Mersin’deki imar çalışmalarının sadece Akdeniz ile sınırlı kalmaması gerektiğini, Mersin’in her yerinde imar olarak sorunun olduğunu ve bununla hep beraber savaşmak gerektiğinin altını çizen Gültak, “Yıllardır siyasi görüşü ne olursa olsun, Mersin’e gelen herkes şehrin girişinden şikayetçi. Ben mecliste ‘gelin girişi değiştirelim’ diye bir öneride bulunuyorum ama kimse yanaşmıyor, iş menfaate geldiğinde. Ben Çay Mahallesi’nden başladım işe sizde Çilek Mahallesi’nden başlayın işe diyorum ama kimse yanaşmıyor. Mahalle muhtarları bizim yaptıklarımızdan ve yapacaklarımızdan memnunlar, arkamızda duruyorlar. Bütün bu işler ikna yoluyla yapılabilir. Mesela Çay Mahallesi’ndeki kural sadece o mahallede yaşayan insanlarımız konut isteyebilecektir. Bizler ilçe belediye başkanları olarak kendi mahallelerimizden başlayalım ama buradan da büyükşehir Belediyesi’ne sesleniyorum, diyorum ki sende merkez ilçelerin bir mahallesini al ve başla bu dönüşüm işine. Bu kentin en büyük sorunu imar sorunu, bir an önce giderilmeli” diye ekledi.

 

“MERSİN, TÜRKİYE’NİN 4’ÜNCÜ VİLAYETİ OLABİLİR”

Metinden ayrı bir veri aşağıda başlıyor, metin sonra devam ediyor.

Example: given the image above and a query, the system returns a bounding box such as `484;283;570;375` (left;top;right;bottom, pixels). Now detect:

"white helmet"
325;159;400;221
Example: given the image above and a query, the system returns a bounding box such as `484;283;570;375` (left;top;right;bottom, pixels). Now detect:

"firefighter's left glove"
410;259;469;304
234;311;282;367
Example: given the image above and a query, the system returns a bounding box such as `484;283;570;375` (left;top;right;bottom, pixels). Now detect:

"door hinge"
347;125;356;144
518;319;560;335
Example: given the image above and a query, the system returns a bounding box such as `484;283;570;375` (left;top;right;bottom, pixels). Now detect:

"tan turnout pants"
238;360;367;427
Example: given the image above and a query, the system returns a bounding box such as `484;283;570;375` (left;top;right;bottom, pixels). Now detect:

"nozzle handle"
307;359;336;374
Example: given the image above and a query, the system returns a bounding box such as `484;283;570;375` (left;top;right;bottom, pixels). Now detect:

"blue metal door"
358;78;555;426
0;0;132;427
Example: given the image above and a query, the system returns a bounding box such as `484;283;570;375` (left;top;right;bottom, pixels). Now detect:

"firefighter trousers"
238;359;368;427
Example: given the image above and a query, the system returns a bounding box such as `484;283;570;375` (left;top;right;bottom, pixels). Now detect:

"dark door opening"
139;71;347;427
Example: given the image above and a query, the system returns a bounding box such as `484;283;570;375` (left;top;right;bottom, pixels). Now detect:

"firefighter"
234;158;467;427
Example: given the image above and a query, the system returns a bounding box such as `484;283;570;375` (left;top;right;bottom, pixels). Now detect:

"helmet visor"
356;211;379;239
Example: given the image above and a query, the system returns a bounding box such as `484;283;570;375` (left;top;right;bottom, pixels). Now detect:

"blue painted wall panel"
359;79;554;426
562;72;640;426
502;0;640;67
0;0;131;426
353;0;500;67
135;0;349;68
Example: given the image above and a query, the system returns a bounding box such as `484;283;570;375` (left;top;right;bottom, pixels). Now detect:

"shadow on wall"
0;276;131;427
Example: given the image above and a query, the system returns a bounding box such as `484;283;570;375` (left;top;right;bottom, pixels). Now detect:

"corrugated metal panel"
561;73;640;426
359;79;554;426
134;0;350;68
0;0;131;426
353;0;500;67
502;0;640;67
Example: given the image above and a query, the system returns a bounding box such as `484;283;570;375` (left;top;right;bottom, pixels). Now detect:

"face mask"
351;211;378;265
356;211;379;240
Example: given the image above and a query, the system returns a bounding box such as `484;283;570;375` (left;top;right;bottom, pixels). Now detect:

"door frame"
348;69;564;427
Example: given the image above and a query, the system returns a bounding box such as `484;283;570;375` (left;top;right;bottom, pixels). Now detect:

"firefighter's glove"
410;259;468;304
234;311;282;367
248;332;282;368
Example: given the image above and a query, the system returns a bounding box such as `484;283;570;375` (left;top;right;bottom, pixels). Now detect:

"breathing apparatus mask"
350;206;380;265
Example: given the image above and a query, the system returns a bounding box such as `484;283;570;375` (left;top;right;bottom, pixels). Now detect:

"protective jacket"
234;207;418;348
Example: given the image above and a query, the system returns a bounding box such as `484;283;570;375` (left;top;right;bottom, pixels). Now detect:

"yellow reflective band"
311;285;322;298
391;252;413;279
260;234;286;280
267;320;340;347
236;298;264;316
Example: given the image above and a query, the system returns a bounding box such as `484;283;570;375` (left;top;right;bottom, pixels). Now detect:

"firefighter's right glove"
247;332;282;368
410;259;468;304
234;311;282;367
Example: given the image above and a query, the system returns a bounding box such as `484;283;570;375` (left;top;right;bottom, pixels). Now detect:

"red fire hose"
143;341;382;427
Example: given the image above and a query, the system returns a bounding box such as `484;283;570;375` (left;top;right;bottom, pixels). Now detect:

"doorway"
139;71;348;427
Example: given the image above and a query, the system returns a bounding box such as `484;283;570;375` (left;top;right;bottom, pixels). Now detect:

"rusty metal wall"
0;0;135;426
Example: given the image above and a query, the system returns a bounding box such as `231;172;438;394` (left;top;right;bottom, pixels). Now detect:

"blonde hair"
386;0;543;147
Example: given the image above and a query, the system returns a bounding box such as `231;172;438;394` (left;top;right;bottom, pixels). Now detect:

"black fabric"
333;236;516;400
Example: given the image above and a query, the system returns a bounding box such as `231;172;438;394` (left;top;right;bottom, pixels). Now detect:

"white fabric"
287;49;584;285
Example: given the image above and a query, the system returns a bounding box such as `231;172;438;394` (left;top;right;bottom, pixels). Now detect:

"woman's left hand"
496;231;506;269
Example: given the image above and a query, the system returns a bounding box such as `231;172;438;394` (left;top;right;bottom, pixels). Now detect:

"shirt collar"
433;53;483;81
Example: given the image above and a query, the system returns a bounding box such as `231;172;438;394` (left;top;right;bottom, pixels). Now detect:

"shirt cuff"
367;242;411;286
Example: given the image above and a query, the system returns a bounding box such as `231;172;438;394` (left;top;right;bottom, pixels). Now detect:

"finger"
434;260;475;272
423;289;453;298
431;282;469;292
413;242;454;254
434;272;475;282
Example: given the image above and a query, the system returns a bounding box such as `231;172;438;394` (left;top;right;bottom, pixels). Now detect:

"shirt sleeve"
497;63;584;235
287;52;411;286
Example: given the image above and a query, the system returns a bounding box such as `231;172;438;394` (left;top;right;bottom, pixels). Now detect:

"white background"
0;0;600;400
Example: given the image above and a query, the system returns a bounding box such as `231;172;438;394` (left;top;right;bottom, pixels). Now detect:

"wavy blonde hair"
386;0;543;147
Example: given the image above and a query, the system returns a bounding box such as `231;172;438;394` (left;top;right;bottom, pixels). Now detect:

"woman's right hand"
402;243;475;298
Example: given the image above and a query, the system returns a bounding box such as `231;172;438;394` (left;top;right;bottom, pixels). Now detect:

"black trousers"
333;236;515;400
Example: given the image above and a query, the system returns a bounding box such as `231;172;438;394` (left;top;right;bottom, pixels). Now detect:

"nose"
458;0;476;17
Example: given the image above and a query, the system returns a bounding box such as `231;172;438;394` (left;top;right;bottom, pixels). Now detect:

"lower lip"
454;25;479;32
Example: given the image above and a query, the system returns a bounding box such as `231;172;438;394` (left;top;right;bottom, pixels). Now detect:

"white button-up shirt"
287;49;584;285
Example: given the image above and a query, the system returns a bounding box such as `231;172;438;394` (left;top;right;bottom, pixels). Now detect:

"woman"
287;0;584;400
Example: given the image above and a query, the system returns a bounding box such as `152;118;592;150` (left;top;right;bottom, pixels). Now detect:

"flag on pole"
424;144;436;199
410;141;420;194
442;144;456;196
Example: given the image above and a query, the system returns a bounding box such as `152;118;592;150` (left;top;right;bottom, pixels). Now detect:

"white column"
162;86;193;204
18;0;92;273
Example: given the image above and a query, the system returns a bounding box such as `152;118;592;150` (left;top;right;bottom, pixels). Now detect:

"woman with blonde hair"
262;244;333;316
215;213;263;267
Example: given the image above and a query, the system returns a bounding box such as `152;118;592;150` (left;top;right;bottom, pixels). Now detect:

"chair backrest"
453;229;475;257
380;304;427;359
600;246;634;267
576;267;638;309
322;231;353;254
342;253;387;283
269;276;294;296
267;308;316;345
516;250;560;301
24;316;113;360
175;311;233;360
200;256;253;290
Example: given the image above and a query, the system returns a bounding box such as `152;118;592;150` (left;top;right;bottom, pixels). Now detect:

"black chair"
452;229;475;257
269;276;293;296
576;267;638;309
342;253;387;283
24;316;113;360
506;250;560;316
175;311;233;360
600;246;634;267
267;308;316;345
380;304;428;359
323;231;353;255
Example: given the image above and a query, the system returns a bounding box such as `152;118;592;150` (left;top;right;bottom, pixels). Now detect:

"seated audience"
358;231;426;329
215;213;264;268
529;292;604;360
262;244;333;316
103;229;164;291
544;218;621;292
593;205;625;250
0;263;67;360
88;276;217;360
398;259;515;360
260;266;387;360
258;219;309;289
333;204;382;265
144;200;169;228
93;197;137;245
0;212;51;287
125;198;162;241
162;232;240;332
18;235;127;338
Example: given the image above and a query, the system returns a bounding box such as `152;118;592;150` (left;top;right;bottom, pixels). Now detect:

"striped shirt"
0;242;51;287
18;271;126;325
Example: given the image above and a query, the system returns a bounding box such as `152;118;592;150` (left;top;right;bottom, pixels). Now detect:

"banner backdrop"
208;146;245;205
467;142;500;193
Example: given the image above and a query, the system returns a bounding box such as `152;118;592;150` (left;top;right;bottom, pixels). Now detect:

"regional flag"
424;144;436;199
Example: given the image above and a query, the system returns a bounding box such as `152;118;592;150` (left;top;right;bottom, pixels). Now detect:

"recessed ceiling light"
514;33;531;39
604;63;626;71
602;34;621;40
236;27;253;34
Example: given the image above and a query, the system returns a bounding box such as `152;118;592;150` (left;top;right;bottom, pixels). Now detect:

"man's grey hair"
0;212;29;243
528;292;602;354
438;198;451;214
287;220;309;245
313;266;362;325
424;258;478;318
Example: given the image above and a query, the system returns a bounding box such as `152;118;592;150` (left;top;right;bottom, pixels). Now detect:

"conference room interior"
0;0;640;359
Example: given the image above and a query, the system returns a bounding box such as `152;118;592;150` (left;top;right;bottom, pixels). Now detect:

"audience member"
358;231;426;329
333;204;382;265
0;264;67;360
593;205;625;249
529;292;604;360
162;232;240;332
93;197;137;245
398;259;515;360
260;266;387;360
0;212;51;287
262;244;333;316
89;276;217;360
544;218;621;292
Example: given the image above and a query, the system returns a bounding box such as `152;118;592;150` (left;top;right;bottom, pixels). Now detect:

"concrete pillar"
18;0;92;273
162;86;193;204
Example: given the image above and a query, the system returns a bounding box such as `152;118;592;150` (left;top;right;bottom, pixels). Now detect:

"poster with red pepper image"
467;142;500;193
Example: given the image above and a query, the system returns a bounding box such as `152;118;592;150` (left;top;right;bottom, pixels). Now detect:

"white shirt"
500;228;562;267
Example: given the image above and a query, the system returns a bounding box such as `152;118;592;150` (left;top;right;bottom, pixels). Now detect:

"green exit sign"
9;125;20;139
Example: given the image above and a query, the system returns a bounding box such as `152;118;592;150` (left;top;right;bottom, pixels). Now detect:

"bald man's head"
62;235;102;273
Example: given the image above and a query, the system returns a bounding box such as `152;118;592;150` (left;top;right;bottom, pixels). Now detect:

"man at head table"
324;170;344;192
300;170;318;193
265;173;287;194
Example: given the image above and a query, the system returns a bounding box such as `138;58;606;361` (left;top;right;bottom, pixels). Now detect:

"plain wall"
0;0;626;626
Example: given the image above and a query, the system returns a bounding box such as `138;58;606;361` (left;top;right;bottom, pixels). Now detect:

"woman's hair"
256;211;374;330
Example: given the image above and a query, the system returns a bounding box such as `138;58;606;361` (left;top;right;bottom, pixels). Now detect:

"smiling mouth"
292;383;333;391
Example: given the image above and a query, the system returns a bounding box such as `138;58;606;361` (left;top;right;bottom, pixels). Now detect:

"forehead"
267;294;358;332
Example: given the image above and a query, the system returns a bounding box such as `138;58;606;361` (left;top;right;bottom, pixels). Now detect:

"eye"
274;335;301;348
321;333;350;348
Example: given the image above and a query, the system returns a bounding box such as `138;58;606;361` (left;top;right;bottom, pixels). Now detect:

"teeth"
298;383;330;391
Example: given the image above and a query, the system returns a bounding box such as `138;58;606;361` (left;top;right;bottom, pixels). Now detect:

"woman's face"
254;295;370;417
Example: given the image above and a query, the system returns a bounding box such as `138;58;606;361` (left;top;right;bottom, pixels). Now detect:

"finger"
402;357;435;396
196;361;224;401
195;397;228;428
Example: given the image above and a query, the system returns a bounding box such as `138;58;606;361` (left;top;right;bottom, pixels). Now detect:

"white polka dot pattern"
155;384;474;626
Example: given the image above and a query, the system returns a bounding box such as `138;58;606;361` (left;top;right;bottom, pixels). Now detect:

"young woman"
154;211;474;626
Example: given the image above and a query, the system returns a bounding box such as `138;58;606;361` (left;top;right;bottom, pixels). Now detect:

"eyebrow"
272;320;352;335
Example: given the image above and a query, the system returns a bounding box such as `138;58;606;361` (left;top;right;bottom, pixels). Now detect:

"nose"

Mersin’in imar sorunu çözülerek, kötü yapılaşmayı ortadan kaldırarak Türkiye’nin 4. veya 5. vilayeti yapabileceklerini ekleyen Gültak, “Biz Mersin’i ilk 5 vilayet arasında görmek istiyorsak, imar sorunu çözmek, kötü yapılaşma sorununu çözmek, yeni lojistik alanlar, yeni sanayi alanları açmak zorundayız. Eğer bunları yapmazsak Mersin köy gibi kalmaya devam edecek, bunun için de kendi hayatımızda olduğu gibi Mersin için radikal kararlar almak zorundayız. Bu görev aldığımız 5 yıllar çabuk geçer, bak yarısı bitmiş durumda. Bu şehrin bulunduğu coğrafyası olarak tarımıyla, limanıyla, turizm bölgesiyle Türkiye’nin 4’üncü vilayeti olabilir. Ama bunun için de insanların, turistlerin rahat edebilecekleri alanlar yaratılmak zorunda. Bunları yapmadan bu şehri düzeltemeyiz. Dolayısıyla başta Büyükşehir olmak üzere bütün belediye başkanlarına büyük iş düşüyor. Kentin kaderini konserlerle değiştiremezsiniz. Bunların hepsi olacak tabi, biz de yapıyoruz ama kentin kaderini değiştirelim. Dünü kurtaran siyasetçi olmak istemiyoruz, radikal kararlar almak lazım. Ben annem babam olduğu gibi bende bu şehirde yaşadım ama bu şehrin bulunduğu pozisyonunun Türkiye içerisinde doğru yerde olduğunu düşünmüyorum, ama bunları, nasıl değişeceğini de halka yavaş yavaş, sindire dindire anlatmak istiyorum başka türlü kendimizi kandırıyoruz” diyerek konuşmalarına son verdi.